Saturday, May 14, 2011

20 Years to Comply is Not Urgency!



My recent letter to the Southland Times generally followed my earlier post and strongly condemned the National Policy Statement on freshwater management for being toothless and not enough to save the Waituna Lagoon. In today's paper Ali Timms, Environment Southland Chairwoman, expressed an entirely different view in her headlining opinion piece. Ali made a number of claims:

"It will enable us to work with the Southland District Council to make other plan changes that may be necessary to halt and eventually reverse the effects of some types of land use in the Waituna catchment."

"In practical terms, the adoption of the National Policy Statement on Fresh Water means that we will now have to revisit some of our rules, some of which are not strong enough to provide the sort of water quality and allocation regime we need in the 21st Century"

"Environment Southland is well placed to make a successful application to the fund to help pay for restorative measures to be applied within the Waituna catchment and in the lagoon."

I do hope that Ali Timms' positive take on this NPS has some validity and that her council can deliver on her claims but after reading the document and having some understanding of the situation I have some strong misgivings. 

When Ali claims that they will have the ability to halt or reverse existing land use I see a major barrier in this direct quote from the Policy (especially the last sentence):

Policy B7 and direction (under section 55) to regional councils
By every regional council amending regional plans (without using the process in Schedule 1) to the extent needed to ensure the plans include the following policy to apply until any changes under Schedule 1 to give effect to Policy B1 (allocation limits), Policy B2 (allocation), and Policy B6 (over-allocation) have become operative:
“1. When considering any application the consent authority must have regard to the following matters:
a) the extent to which the change would adversely affect safeguarding the life-supporting capacity of fresh water and of any associated ecosystem and
b) the extent to which it is feasible and dependable that any adverse effect on the life-supporting capacity of fresh water and of any associated ecosystem resulting from the change would be avoided.
2. This policy applies to: a) any new activity and b) any change in the character, intensity or scale of any established activity –
that involves any taking, using, damming or diverting of fresh water or draining of any wetland which is likely to result in any more than minor adverse change in the natural variability of flows or level of any fresh water, compared to that which immediately preceded the commencement of the new activity or the change in the established activity (or in the case of a change in an intermittent or seasonal activity, compared to that on the last occasion on which the activity was carried out).
3. This policy does not apply to any application for consent first lodged before the National Policy Statement for Freshwater Management takes effect on 1 July 2011.”

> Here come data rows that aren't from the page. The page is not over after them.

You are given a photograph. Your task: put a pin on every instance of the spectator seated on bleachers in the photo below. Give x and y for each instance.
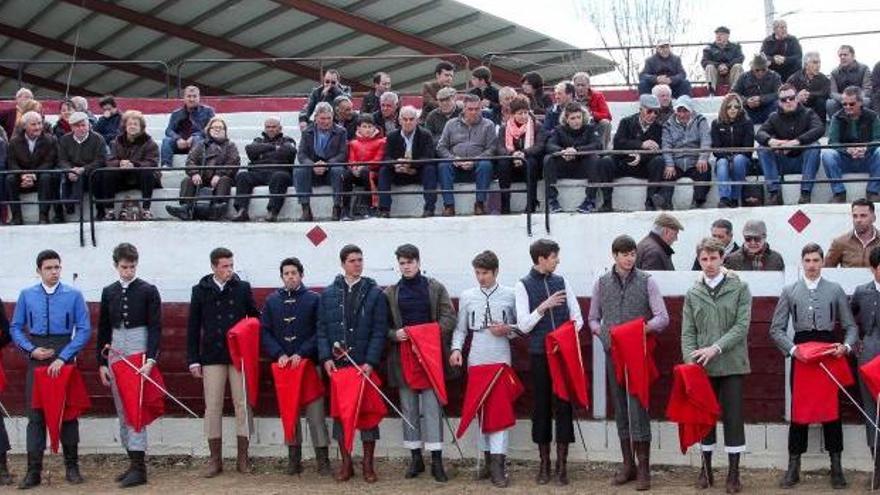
(186, 126)
(853, 124)
(325, 93)
(80, 153)
(782, 50)
(758, 87)
(849, 73)
(410, 142)
(467, 141)
(131, 150)
(664, 68)
(722, 60)
(639, 131)
(812, 86)
(203, 178)
(271, 148)
(575, 134)
(322, 142)
(732, 129)
(36, 150)
(687, 129)
(521, 137)
(791, 125)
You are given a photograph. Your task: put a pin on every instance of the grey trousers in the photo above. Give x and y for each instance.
(128, 341)
(422, 409)
(632, 419)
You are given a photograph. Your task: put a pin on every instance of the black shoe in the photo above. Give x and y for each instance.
(416, 464)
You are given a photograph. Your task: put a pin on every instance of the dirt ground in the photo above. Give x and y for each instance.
(180, 475)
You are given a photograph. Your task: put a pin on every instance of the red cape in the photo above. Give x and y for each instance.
(814, 395)
(567, 365)
(421, 360)
(355, 403)
(243, 340)
(63, 398)
(142, 401)
(491, 391)
(692, 404)
(633, 354)
(294, 388)
(870, 372)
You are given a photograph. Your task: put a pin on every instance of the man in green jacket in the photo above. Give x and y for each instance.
(414, 300)
(714, 333)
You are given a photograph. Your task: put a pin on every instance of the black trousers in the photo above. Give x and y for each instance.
(277, 180)
(548, 407)
(143, 180)
(47, 187)
(831, 431)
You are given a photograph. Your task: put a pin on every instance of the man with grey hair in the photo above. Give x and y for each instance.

It appears there are no retrospective powers provided to regional councils to deal with any overstocking allowed under an earlier consent and I can imagine a flood of applications for increased stock numbers hitting councils before July 1. Despite the multiple references in the NPS in support of the value of wetlands there appears to be no way to change the current intensive land use in wetland catchments that would reverse the levels of contaminants that threaten them.

When you compare the freshwater policy with that of air quality (below) there is quite a contrast in approaches. With air quality there are strong directives around what constitutes reasonable limits in emissions and very clear management guidelines when these are exceeded. When regional councils aren't expected to be fully compliant with freshwater policy until 2030, the almost 20 year time span appears to lack the urgency required.

  • No resource consent will be granted where that consent is the primary source of exceedances for fine particles. All resource consent decisions must take into account the net result of all activities and decisions taken towards improvement of air quality in their region. This allows for regional councils to consider future reductions expected as a result of other initiatives (e.g. replacement of open fires and inefficient wood burners) when considering a particle discharge from new industry.
  • Councils with non-complying air quality will be expected to meet a 'deemed plan' for improvement, where they will show a linear path to compliance with no more than one exceedances of 50µg/m3 by 2013. Only where they meet that linear path are they able to approve significant emissions of fine particles. Councils may construct their own plan for a trajectory better than that linear path.
  • After 2013, Councils will not be able to grant new discharge consents for emissions of fine particles into non-complying areas.
The $15 million dollars of contestable funds to reverse current degradation may have Waituna written all over it, but I'm sure regional councils across the country will have the same view about their own trouble spots (and there are many). When you consider that the Waituna had access to the $8.8 million the Greens got into the 2007 budget and it still wasn't enough, puts this potential windfall into perspective. And when you also consider that the Government has gifted a private yacht race challenger $35 million, the $15 million set aside to clean our fresh water seems a pittance. 

I do hope I am proved wrong and that Ali Timms and her council can implement some useful changes to our local regulations and enforce them effectively, but I'm not holding my breath.